4. What the heck was Jan Boxill doing?

Outside of Crowder, who operated a "shadow curriculum" for nearly two decades, the person who comes off the worst in this whole mess is Boxill, who was a philosophy instructor and adviser for the women's basketball team. Boxill worked closely with Crowder to add students to the paper classes, and in fact sometimes requested specific grades for players. Beyond that, digging into the attached exhibits to the Wainstein Report, it would appear Boxill was certainly friendly to athletes in her own classes, although there is no evidence she engaged in any academic malfeasance in any classes she taught herself. Further, Boxill was Faculty Chair while the University was preparing its response to the NCAA and to SACS and undergoing most of the previous eight reviews of this mess. She was a willing, knowing participant in the fraud and as such anything she said or did during this time of faculty leadership is now called into question. While the scope of the Wainstein investigation was AFAM, Boxill's actions deserve a maximum of scrutiny, and clearly she deserved to be fired, as she apparently was on Wednesday.

In the interest of full disclosure, I met and interacted with Jan Boxill on a number of occasions, most notably when I took my high school teams to UNC's women's basketball camps. She was engaging, friendly, and helpful as I sought her advice about a player I had that was being recruited by a number of Division I schools (though not UNC). I even defended her in this space after a Dan Kane story accused her of scrubbing Debby Crowder's name and description from a key faculty report. Although Wainstein addressed that report and came to the same conclusion I made in that piece, it somehow feels dirty knowing now that she was colluding with Crowder in the fraud. Then again, Boxill apparently misled a lot of people given that she was so well-regarded around campus she was the first-ever non-tenured faculty member to be voted as Faculty Chair.

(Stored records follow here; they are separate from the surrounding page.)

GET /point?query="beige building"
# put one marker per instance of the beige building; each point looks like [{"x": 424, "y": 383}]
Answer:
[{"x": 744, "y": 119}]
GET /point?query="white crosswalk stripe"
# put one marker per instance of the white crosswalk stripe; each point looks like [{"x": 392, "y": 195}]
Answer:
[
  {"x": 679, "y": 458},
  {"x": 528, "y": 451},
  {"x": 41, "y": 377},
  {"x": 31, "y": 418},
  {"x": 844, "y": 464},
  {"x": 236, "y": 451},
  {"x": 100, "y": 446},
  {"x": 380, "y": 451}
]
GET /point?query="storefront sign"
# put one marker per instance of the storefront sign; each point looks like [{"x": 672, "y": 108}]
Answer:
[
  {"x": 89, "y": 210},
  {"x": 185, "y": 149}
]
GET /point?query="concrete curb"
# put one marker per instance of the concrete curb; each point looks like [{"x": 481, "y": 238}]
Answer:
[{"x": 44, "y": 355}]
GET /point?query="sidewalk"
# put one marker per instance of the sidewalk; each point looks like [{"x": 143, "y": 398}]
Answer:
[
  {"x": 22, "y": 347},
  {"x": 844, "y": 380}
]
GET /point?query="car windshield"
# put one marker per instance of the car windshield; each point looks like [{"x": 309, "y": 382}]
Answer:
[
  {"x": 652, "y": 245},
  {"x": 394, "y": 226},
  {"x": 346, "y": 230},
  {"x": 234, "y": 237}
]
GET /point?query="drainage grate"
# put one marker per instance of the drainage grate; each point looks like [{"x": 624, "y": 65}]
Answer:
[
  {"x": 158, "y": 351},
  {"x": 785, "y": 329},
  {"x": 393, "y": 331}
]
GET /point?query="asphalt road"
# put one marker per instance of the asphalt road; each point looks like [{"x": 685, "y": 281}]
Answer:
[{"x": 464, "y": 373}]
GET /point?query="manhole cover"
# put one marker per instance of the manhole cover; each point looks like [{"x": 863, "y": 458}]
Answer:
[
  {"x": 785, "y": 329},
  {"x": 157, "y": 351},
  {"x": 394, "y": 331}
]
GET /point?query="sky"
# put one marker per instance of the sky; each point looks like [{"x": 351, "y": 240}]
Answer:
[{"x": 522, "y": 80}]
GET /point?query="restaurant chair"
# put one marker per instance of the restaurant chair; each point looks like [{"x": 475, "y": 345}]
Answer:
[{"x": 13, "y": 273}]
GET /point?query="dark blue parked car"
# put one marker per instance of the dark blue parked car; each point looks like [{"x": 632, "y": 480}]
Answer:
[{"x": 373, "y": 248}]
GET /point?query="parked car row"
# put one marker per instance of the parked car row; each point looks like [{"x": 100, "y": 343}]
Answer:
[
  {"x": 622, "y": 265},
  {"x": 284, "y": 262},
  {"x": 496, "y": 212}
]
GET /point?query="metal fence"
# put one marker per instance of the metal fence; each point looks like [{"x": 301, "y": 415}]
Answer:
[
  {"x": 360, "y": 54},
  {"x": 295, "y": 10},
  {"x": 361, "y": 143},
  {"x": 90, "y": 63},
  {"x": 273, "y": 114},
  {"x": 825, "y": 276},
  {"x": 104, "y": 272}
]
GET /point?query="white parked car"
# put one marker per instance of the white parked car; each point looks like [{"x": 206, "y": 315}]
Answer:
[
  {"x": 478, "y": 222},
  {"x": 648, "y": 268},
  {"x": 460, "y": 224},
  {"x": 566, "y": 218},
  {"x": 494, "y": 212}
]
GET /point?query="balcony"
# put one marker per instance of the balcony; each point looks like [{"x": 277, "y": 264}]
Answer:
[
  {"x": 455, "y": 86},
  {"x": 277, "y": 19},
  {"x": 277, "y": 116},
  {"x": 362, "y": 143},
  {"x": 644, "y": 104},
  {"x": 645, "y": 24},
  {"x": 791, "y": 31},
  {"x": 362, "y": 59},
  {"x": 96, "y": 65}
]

5. Where are the tough questions for Sylvia Hatchell?

As the local and national media are lining up to take their whacks at Roy Williams for "not asking questions" about the paper classes and asserting that there is no way Wayne Walden didn't tell him, there has been deafening silence towards UNC's other national championship-winning, Hall of Fame coach. Unlike Williams, who came to UNC after the scheme had been running for a decade and inherited a team already entrenched in the AFAM curriculum, Hatchell has been at UNC the entire time the paper classes were going on. Moreover, the women's team's adviser, Boxill, was a primary culprit in perpetrating the fraud. While it can only be insinuated what exactly Williams knew, Wainstein indicates that Hatchell was so familiar with Crowder in an "instructional" role that she actually thought Crowder was a professor.

So why the media hypocrisy in pounding Williams, who at a minimum was the one person whose sport actually distanced itself from the fraud, but has not even mentioned Hatchell, whose program was so significantly involved in both enrollments and in Boxill requesting specific grades for players? I think that's pretty self-explanatory: men's basketball is the Holy Grail of this scandal and women's basketball, while maybe just as much if not more culpable, just doesn't move the needle. Chasing the 1994 women's national title banner isn't as impactful as chasing men's banners. Besides, what reporter wants to be the one to come across as raking the courageous recent cancer survivor over the coals? To bang on men's basketball while giving women's basketball a pass is intellectually lazy at best and intellectually dishonest at worst, but as good and fair as some of the reporting of this entire scandal has been, there has also been plenty of laziness and shoddy journalism as well.

Given the breadth and depth of the Wainstein Report, it will take a long time to digest its implications, and any investigation like this is sure to stir up even more questions. Surely there will be more to come.